Where can you see depreciation transactions?

They can be seen via Accounting → Transactions and selecting depreciation transactions from the column ‘Type’. From there you can see how they are depreciated. Another option is Reports → Article report,  where you can filter out all the depreciated rows.

 

How to keep from double depreciation of fixed assets?

If fixed assets or small assets, for which depreciation must be calculated, have been purchased/registered after calculating depreciation then rows of assets already depreciated must be deleted in the module Accounting → Calculate Depreciation. You can filter out all the rows that have been changed. Those you do not want to calculate the depreciation for at the given moment by searching fixed asset depreciation account in the expense account form.  

 

How to depreciate fixed asset by 100%?

If you wish to depreciate a fixed asset’s balance by 100%, add the same sum that is in the balance form to the depreciation form.

 

Registering small assets

First, You can calculate other small assets similarly to fixed assets in the fixed assets module (Expenses → Purchase invoice (Add new) → Purchase Fixed Assets). The given module is necessary for the system to create a new fixed asset sheet from which new transactions can be made. Fill out the opened purchase invoice the same way as when purchasing fixed assets. The only difference is that if you wish this purchase to appear as expense straightaway, you have to choose the form ‘Small assets expense’ from the Expense account.

 

You can check where the added expense is located. For that go to Calculate depreciation module (from Expenses menu). There you can see the small asset that was just added is on the fixed assets list and it has the same debit and credit account as the other fixed assets. If you do not want to use these accounts, they can be edited from Expenses → Purchases-sales articles, where you can set other expense accounts, for example ‘Small assets Expense’.

 

How to increase the value of a fixed asset?

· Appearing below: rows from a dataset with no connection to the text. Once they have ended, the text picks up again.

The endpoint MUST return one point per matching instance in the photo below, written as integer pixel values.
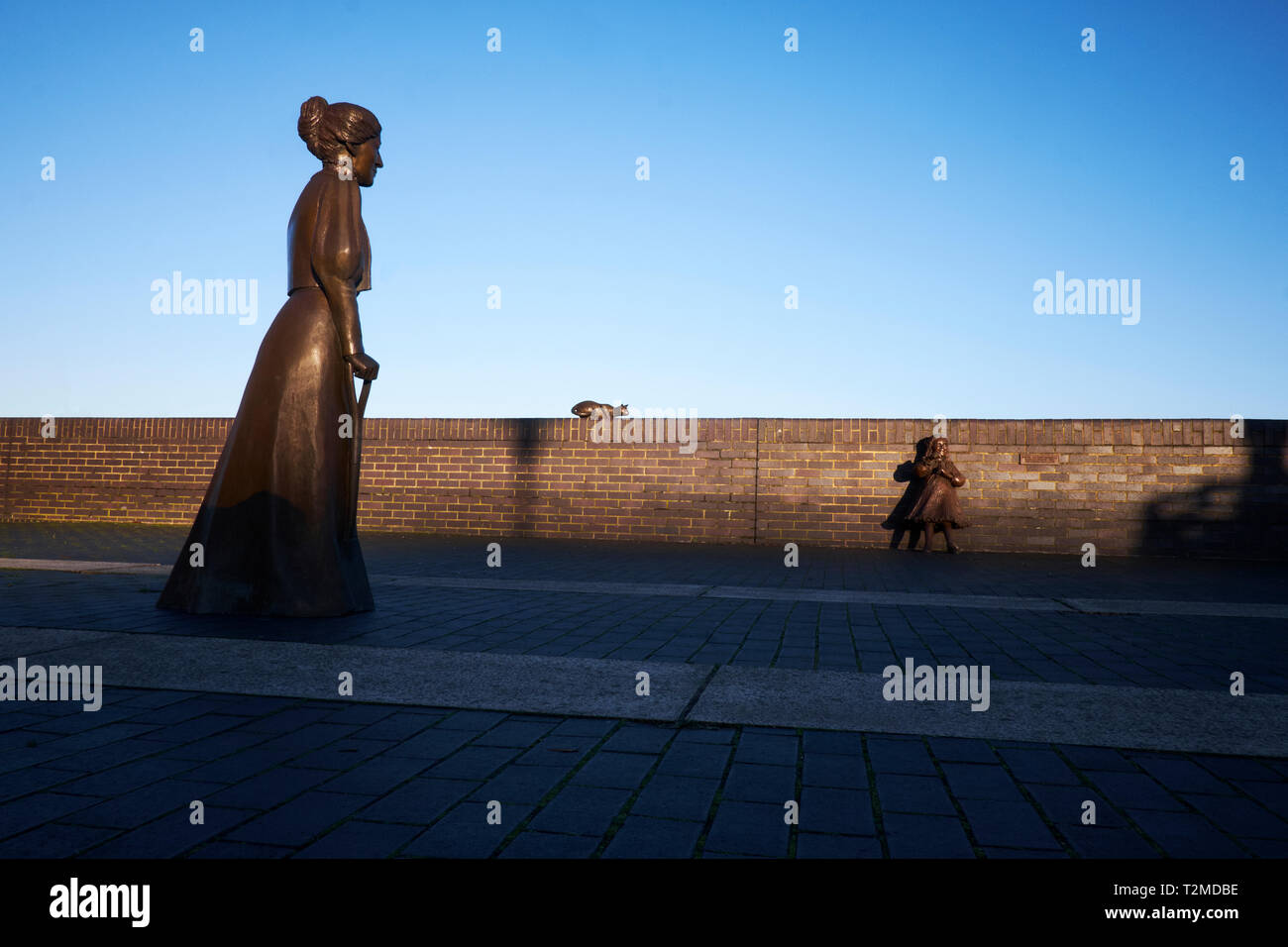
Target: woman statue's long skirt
(275, 530)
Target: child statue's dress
(938, 501)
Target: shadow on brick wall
(1245, 519)
(526, 457)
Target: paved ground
(295, 775)
(322, 779)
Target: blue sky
(768, 169)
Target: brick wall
(1181, 487)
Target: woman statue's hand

Possible ways to increase the value of a fixed asset:

  • The fixed asset was purchased with several payments:
    • There are two options which differ according to how you wish the fixed asset to be shown:
      • First, if you wish to see the purchase price of the fixed asset increased, you have to open the first invoice, increase the price of the fixed asset and add a negative service row to the invoice (which changes the sum of the invoice back to as it was initially). You can add the same account you used to add the negative row on the second purchase invoice.
      • Secondly, if the previous is not important, you can manually change the depreciation sum to negative – do depreciation only to the given fixed asset article by manually writing over the depreciation sum that is in the end of the table.
  • The fixed asset is created by oneself:
    • If the fixed asset is created by oneself then it is recommended to follow it with a project. For example, building a house means several purchase invoices, wages and other expenses. Adding a corresponding project to every transaction means that it is easier to get to know the purchase price of the fixed asset afterwards. After this, all expense can be considered registered as a fixed asset. Registering is the same as described in this manual previously, although corresponding expense accounts are set as payment accounts.